Filter by gender to automatically assign different sources based on male/female classification. For example:

  • All Male faces → Source A: Replace all male-classified faces with a single source
  • All Female faces → Source B: Replace all female-classified faces with a different source
  • Only Male faces: Process only male-classified faces, leave female faces unchanged

Age Range Filtering

Filter by age range to target specific demographics. The FairFace model classifies faces into 9 age ranges. You can select one or more ranges to include or exclude.

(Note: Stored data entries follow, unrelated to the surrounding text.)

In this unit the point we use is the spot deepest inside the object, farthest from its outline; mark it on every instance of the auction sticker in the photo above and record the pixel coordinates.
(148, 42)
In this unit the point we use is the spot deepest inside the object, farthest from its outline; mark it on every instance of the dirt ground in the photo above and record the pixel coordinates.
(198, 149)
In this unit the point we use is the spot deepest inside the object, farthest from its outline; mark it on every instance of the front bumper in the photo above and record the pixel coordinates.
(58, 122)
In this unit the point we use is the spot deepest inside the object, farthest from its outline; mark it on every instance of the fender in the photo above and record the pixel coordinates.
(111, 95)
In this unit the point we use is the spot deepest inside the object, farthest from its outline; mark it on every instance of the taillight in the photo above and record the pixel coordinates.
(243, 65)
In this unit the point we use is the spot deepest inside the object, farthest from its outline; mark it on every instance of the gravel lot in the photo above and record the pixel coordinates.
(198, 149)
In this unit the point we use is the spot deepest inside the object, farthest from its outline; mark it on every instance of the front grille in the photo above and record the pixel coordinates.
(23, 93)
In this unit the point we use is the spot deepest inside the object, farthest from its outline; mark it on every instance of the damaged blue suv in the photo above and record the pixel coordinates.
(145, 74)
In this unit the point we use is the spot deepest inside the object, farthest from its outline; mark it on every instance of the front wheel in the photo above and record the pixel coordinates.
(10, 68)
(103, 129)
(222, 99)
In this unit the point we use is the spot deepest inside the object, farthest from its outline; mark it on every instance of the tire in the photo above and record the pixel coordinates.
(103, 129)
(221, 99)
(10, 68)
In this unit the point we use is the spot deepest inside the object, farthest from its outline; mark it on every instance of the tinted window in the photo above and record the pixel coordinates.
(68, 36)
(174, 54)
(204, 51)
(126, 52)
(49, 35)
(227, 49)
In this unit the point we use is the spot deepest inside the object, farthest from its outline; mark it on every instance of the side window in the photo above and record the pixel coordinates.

Content Safety Interaction

Remember that Recaster's Challenge-25 content safety policy blocks processing of any face that appears to be under 25 years old. This policy applies regardless of multi-identity assignments. Even if you explicitly assign a source to a young-appearing face, the safety check will prevent processing.

Example Workflow

Here is a complete multi-identity workflow for a two-person dialogue scene:

1

Enable multi-identity mode

Toggle the Multi-Identity switch in the Quick Recast interface.

2

Upload source faces

Drag two source face photos into the multi-source drop zone. They appear as Source A and Source B.

3

Load the target video

Drag the video file onto the target drop zone. Recaster detects both faces and displays them in the Face Mapping Panel.

4

Assign face mappings

In the Face Mapping Panel, set Face 1 Source A and Face 2 Source B. Review the thumbnails to make sure the assignments match your intent.

5

Configure enhancement (optional)

Enable a face enhancer like GFPGAN 1.4 if you want improved face quality. The enhancer applies to all swapped faces.

6

Process

Click Process. The pipeline replaces each target face with its assigned source on every frame. The before/after preview updates in real time.

Settings Persistence

Face mapping assignments are saved in your session settings. If you close and reopen the Quick Recast interface with the same target loaded, your previous mappings are restored. This prevents you from needing to re-assign faces when iterating on results.

Limitations

  • Face tracking across frames: In videos, face identity is re-detected per frame. If a face temporarily leaves and re-enters the frame, it may be assigned a different face index. For best results, use scenes where faces remain consistently visible.
  • Overlapping faces: When faces significantly overlap (one person partially behind another), detection may merge them or miss the occluded face.
  • FairFace accuracy: Gender and age classification is probabilistic and may not always be correct. Use it as a helpful starting point and manually adjust mappings as needed.
  • Maximum sources: While there is no hard limit on the number of source faces, performance decreases as more sources are added because each target face must be matched against all sources.